Pub Date: Sept. 28th, 1990
Publisher: Walker

Pseudonymous Jordan (Cat's Eyes, Criss Cross) spins a damsel-in-distress tale whose heroine is dogged by drug dealers, rival drug dealers, a man determined to avenge his sister's death, and the murderer of her father and his lover many years ago. Dewy former actress Jo Townsend, returning home from her London antique shop, where a man in a red-and-white parka's been watching her and her sister Flora, finds her flat tossed by a man who beats her, threatens her, and tells her to tell Mike that Willi's been there. When Jo passes this news on to her husband Mike, he tells her Willi is after a costly pre-Columbian statue he'd, well, stolen and smuggled out of Peru, and insists she take the figure to her family's deserted house in the south of France, where her father and his paramour were killed years ago. Jo eventually realizes that Roger Maillet, the handsome journalist she meets on the road, is the man in the parka; but little does she know that the convicted killer, Marcel Drac, has just been released from prison and had made a beeline for her own destination--or that her resolution never to return there is about to be nightmarishly justified.
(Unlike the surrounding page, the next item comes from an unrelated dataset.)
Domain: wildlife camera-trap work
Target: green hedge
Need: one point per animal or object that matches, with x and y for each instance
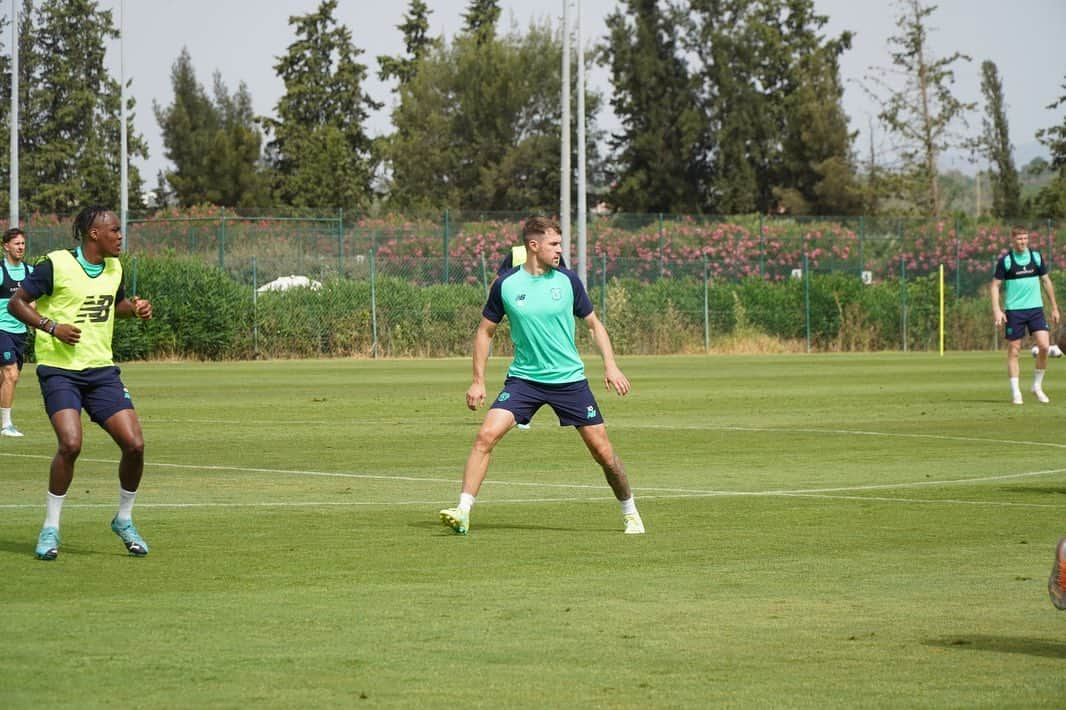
(200, 312)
Everyone except Jo is hiding some dread secret, and it's only natural for the principals--with some help from a fortuitous pair of neighborhood gypsies--to start biffing and killing each other until the long-foreseen (except by sweetly dense Jo) fade-out. Jordan's understated style avoids clichÉ, but her ramshackle plotting doesn't; the menace is far too epidemic to take seriously.